As a resident of New Lothrop, in Shiawassee County, I wish to voice my opinion concerning the pending Wind Energy Conversion Systems ordnance (WECS). I feel that the final decision concerning this ordnance should be placed before the voters of Shiawassee County as a ballot initiative, rather than by a vote by the Board of Commissioners.
It has become quite apparent that a substantial number of county residents are concerned about the possible negative effects of wind turbines on their health and safety, property values, infrastructure and environment. One has only to drive a few miles in any direction to find “No Wind Turbine” signs.
Some property owners have already signed agreements allowing wind turbines to be built on their land. These property owners obviously feel that the benefits of the income accrued outweigh the above negative considerations, which is their right. As you know, Gratiot County has a large number of wind turbines. According to the Gratiot County website, wind energy has substantially increased the county tax base. Other advantages seem minimal. Of the approximately 200 workers utilized during peak construction, only 120 were county residents. Now that the turbines are completed, only 20 workers are employed for maintenance.
What seems to be driving companies like Tradewind Energy is the pending phase-out of the large federal tax breaks associated with building wind turbines. According to Warren Buffet, “We get a tax break if we build lots of wind farms. That’s the only reason to build them. They don’t make sense without the tax credits.” The tax credits phase-out by the end of 2019. It is crunch time; maybe even crisis time for Tradewind Energy and other wind energy companies. With all due respect to Tradewind Energy and the others, a crisis on your part does not necessarily generate a crisis on my part as a Shiawassee County resident. We need time and a countywide referendum to responsibly decide what, if any, wind energy is right for us.
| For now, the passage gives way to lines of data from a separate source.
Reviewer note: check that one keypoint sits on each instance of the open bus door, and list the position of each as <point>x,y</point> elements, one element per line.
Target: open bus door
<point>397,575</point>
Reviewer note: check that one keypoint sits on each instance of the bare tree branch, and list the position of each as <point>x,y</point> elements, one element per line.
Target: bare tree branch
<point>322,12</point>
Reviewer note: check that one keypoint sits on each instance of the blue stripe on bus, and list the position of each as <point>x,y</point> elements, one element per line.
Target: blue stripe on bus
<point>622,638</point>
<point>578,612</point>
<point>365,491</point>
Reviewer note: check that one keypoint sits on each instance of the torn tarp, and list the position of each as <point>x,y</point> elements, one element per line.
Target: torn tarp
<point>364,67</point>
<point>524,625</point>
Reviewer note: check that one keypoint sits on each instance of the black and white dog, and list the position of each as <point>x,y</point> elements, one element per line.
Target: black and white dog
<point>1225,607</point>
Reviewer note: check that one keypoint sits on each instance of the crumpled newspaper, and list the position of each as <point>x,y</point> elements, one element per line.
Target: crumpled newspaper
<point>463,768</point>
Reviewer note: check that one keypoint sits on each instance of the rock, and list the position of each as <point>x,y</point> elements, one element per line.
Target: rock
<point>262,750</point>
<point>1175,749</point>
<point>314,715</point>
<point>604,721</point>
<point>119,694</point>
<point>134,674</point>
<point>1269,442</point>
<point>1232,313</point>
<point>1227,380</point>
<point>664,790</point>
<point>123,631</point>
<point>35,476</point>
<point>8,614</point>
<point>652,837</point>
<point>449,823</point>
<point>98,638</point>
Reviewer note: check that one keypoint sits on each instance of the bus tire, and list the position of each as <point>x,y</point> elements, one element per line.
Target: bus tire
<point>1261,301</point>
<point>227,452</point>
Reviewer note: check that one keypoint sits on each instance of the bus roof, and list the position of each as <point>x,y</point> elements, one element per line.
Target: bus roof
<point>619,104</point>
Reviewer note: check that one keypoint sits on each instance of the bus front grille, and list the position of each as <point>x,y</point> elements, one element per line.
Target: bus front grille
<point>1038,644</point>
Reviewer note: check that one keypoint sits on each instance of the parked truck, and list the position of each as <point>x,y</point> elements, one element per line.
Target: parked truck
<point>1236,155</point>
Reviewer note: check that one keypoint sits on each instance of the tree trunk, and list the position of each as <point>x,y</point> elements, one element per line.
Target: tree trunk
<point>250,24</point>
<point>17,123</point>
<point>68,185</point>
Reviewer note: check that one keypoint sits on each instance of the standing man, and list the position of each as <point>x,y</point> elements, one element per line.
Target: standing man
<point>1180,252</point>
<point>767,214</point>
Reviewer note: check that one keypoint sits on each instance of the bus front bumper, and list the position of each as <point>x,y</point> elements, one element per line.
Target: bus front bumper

Furthermore, Shiawassee County is a very close-knit community. Members of the county board, who may soon vote on this issue, may already have agreements with a wind energy company or have close relatives or friends who do. In order to avoid any appearance of impropriety, a ballot proposal should be used to decide this matter, as opposed to a vote by the county board. The proposal should address the most contentious issues of ambient sound, setback, turbine height, flicker, decommissioning and insurance.